Quailing

by Nick McRae

Deep in a mid-December chill,
frost covers everything—
grass, the vacant sidewalks,
cigarette cans spewing
charred paper and ash—
ice everywhere, so soft and loose
the stinging powder
clings to you like chalk dust.
Everywhere cool grays, browns,
the sharp, singing, dismembered greens
and yellows flecking the mass.
Breath hangs thick and ghostly.
I slouch on a low wall,
each pockmark a tiny bowlful of ice.
And then the quail perches
on the pouting lip of brick.
He rummages flank feathers with his stubby beak,
digging to the skin for some mite to taste.
When I was ten, my brother thirteen, we prowled
our father’s hayfield—found a quail atop a limestone jut.
We shot him, carried him home, victorious.
Grandmother was the first witness,
laughed at us holding the quail by his
tiny claws. I know just what to do, she said.
When she called out,
we ran to see two china saucers,
plucked, skinned, gutted, fried golden.

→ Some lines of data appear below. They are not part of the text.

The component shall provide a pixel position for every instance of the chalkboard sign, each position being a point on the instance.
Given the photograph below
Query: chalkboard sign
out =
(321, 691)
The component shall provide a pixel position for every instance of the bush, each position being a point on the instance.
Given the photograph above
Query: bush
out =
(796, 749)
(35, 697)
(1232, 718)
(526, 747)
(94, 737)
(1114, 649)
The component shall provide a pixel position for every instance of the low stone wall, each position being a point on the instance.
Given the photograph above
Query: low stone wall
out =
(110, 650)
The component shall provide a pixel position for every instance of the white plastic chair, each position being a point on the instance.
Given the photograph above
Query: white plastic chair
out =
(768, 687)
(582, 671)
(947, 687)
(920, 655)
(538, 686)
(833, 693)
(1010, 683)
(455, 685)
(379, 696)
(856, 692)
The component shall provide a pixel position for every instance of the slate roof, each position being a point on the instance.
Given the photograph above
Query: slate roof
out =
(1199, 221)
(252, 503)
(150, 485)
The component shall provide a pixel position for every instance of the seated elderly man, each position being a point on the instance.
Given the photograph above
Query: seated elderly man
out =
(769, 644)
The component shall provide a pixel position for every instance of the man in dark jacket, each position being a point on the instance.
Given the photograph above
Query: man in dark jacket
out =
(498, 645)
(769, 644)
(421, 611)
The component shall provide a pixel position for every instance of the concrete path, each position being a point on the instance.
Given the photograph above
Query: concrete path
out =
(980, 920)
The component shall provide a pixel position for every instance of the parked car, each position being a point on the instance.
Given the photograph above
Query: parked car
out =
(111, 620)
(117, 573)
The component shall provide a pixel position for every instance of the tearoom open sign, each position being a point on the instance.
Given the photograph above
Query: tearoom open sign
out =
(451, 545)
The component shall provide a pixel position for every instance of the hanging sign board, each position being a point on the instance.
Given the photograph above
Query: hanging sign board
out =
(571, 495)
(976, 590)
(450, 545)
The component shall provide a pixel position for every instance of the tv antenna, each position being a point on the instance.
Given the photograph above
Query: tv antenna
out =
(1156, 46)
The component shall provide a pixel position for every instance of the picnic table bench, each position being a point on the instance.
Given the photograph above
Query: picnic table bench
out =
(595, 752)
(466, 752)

I sampled,
pretended to like it. The meat stringy, tasting of brine.
What is the cost of sunsets so rangy the night
doesn’t know what to do with them?
What of the moles sleeping tenderly
in their baskets of earth?
Frost again. The quail offers me
his darting head triangles,
hops to the grass at my feet,
beaks stale bread crust.
I turn toward home, a quail song in my head.
I made restitution. I didn’t sleep for days.


Nick McRae is the editor of O Tempora! Magazine, a new online journal of poetry and poetics, and has served as editorial assistant for both Lifewriting Annual and a/b: Auto/Biography Studies. His poems have been published in DIAGRAM, Stirring, Rock & Sling, and elsewhere. He was a finalist for the Agnes Scott College Writers’ Festival Award and is a former Bucknell Seminar for Younger Poets fellow.